Mas não é só isso. Alguns modelos estão superando os humanos em atividades como i teste SATe testes de matemática padronizados. ChatGPT, apesar de ser um modelo não especificamente treinado para a lei, recentemente passou em um teste de prática jurídica. Futuramente, as cartas serão embaralhadas para todos, mesmo para aqueles que ainda se sentem “seguros”.
Já estamos na curva
Nossa sociedade vem mudando gradativamente devido à automação há algum tempo, mas o que distingue esse período é nossa posição na curva exponencial. O progresso está a acontecer muito mais rapidamente do que uma carreira humana e não há sinais de abrandamento no futuro. Você pode ver neste gráfico: os modelos de IA dobraram a cada 16 meses desde 2010 e esse crescimento não vai parar. Não se trata de anos: está a acontecer agora, e as decisões que tomarmos agora sobre IA irão afectar o seu desenvolvimento nas próximas décadas.
A evolução tecnológica está a mudar o nosso mundo e precisamos de decidir como queremos que esta mudança afecte os trabalhadores. Num futuro não muito distante, talvez dentro de apenas uma década, todos nós queremos trabalhar em empregos chatos e insatisfatórios, ganhando apenas o mínimo para sobreviver? Em outras palavras: queremos nos encontrar como os frentistas dos postos de gasolina em Nova Jersey, ou queremos lutar por uma sociedade em que a inteligência artificial nos deixe a todos mais satisfeitos (e talvez ainda mais saudável)?
Não pense que a nossa vida sem trabalho tal como a concebemos hoje é “inútil” ou indigna. Pessoalmente, não temo que a inteligência artificial possa “nos vencer” em muitos domínios que dizem respeito ao trabalho. Mesmo no xadrez, os computadores vêm destruindo os seres humanos há muito tempo, mas isso não nos impede de continuar a amar dois jogadores de xadrez que competem entre si. O Everest pode ser alcançado com muito mais facilidade de helicóptero, mas isso não diminui a beleza e a grandiosidade de chegar lá escalando-o. No futuro será o mesmo para o trabalho, se o desligarmos da ideia de que deve necessariamente ter uma ligação direta com os patrões e os salários.
O problema não é a IA.
O capitalismo moderno trouxe um enorme progresso tecnológico que permitiu uma enorme criação de riqueza (para alguns). Até o advento da inteligência artificial é, no final das contas, resultado do capitalismo. Mas se falamos de trabalho e satisfação para todos, provavelmente o capitalismo não é o modelo certo. O verdadeiro problema não é a IA, mas é um sistema que nos obriga a “desprezar” quem precisa de ajuda, a considerar “fraude” ser ajudado pelo Estado, ou a viver graças a uma renda universal. Em nosso sistema atual, as pessoas são forçadas a trabalhar ou enfrentam consequências terríveis, mesmo que seu trabalho não dê nenhuma contribuição essencial para a sociedade. Claro, é importante lembrar que mudanças bruscas não são viáveis e nem seriam desejáveis em nenhum caso: mas elas devem ser introduzidas, uma direção deve ser escolhida.

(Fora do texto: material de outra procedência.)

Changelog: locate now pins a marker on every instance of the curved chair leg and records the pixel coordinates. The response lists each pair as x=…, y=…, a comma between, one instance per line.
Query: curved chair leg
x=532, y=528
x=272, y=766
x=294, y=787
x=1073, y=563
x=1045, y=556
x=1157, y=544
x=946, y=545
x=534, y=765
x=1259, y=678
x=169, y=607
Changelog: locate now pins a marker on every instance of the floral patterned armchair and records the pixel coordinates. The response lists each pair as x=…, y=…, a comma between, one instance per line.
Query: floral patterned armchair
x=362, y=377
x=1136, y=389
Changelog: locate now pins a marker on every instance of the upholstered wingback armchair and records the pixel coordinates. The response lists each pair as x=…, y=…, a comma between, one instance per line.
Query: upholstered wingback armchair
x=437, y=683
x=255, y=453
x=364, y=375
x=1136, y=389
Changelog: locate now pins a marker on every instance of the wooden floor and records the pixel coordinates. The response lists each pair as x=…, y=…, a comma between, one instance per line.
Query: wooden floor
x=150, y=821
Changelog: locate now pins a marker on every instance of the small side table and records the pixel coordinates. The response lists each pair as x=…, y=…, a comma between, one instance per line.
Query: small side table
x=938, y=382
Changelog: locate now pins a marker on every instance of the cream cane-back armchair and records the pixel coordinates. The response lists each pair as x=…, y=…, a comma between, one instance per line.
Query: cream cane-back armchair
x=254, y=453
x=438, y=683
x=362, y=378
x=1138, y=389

Qual direção? Um possível seria aquele que passa por um imposto alto e progressivo nas grandes empresas que lucram e lucrarão cada vez mais com o uso da inteligência artificial. Os fundos angariados com este imposto poderiam ser utilizados para financiar uma renda garantida para aqueles que ganham menos do que um determinado limite. Desta forma, mesmo aqueles que não conseguem ou não desejam trabalhar “como as pessoas trabalham hoje” teriam a possibilidade de ter um rendimento seguro e de dedicar o seu tempo como quiserem. Este é o futuro que devemos considerar.